As Thanksgiving Day draws ever closer, cooks all over the United States are dusting off old recipe cards for family favorites, like Grandma Judy’s pumpkin bread and Aunt Rhoda’s deviled eggs. Cooking heirloom dishes brings the past, and lost loved ones, right back to the table. My dad may not be with us, feeding me scraps of skin as he carves the turkey, but his anadama bread is a molasses-tinged memento that is as tasty as it is sentimental.
Rounding out your family’s Thanksgiving menu is why we’re here. And maybe, if something hits just right, you can add to that pantheon of recipes you revisit year after year. Every heirloom recipe was new at some point.
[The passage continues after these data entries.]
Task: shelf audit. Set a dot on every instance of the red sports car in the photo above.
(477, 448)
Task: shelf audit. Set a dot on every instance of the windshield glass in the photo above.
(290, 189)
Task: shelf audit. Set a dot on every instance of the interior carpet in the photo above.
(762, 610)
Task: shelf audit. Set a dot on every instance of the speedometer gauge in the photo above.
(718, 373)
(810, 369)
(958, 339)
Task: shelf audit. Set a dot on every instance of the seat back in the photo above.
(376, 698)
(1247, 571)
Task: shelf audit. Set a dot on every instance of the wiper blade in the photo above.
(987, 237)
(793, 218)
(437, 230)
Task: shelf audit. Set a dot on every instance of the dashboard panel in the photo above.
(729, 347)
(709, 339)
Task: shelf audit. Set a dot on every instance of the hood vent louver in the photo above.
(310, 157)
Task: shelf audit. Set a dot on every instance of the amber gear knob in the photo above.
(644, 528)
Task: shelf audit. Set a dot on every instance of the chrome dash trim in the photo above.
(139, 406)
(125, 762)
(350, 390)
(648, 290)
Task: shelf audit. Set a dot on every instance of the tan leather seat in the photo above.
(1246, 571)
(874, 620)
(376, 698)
Alexa Weibel’s vegetarian Thanksgiving feast is exactly where you should start your search. Comprising five incandescent dishes, it’s a fabulous, flexible menu you can serve as a meatless alternative to the usual turkey-centric gathering, or as sides for the roasted bird.
Of course, there are the requisite brussels sprouts, here sweetened with honey, brightened by chiles and citrus, and made crunchy with smoked almonds. Butternut squash is glazed with butter and ginger beer, then dusted with a zippy, ginger-spiked gremolata.
Alexa gives caramelized, roasted cabbage wedges the leeks vinaigrette treatment, slathering them with mustard vinaigrette. And her brilliant, novel way with pomegranate-dressed oyster mushrooms is to steam them before broiling, so they stay plump and juicy beneath their crisp edges and a tangy, fruity sauce.
Finally, as a showstopper of a main course, there is an ombré vegetable casserole (above) that layers pale potatoes, orange sweet potatoes and scarlet beets, all crowned with crunchy golden phyllo. I could also see serving this stunning dish in place of glazed sweet potatoes in an otherwise traditional Thanksgiving meal.
Of course potatoes of some kind are mandatory on the Thanksgiving table, especially for Claire Saffitz. In her latest piece for The Times, she even goes so far as to say that potatoes “render stuffing superfluous,” though I doubt that everyone would agree. In any case, Claire has three new excellent options: a hash brown-like garlicky mashed potato cake, twice baked potatoes inspired by pommes duchesse, and pommes boulangère, like a potato gratin made with broth instead of cream.
You do need a subscription to get the recipes. If you haven’t subscribed yet, there are a few weeks before the true holiday cooking rush begins (and for a limited time, your subscription is on sale). You can also find us on YouTube, TikTok and Instagram, where you can watch J. Kenji López-Alt prepare his new mayo-roasted turkey. And if you want to talk turkey with me, you can send a note to email@example.com.
Now, it’s not just that old recipes take us back to the past, like Proust’s madeleine; it’s that they bring a part of the past to the present. They’re like a medieval relic, a way to preserve the aura of something or someone we’ve lost.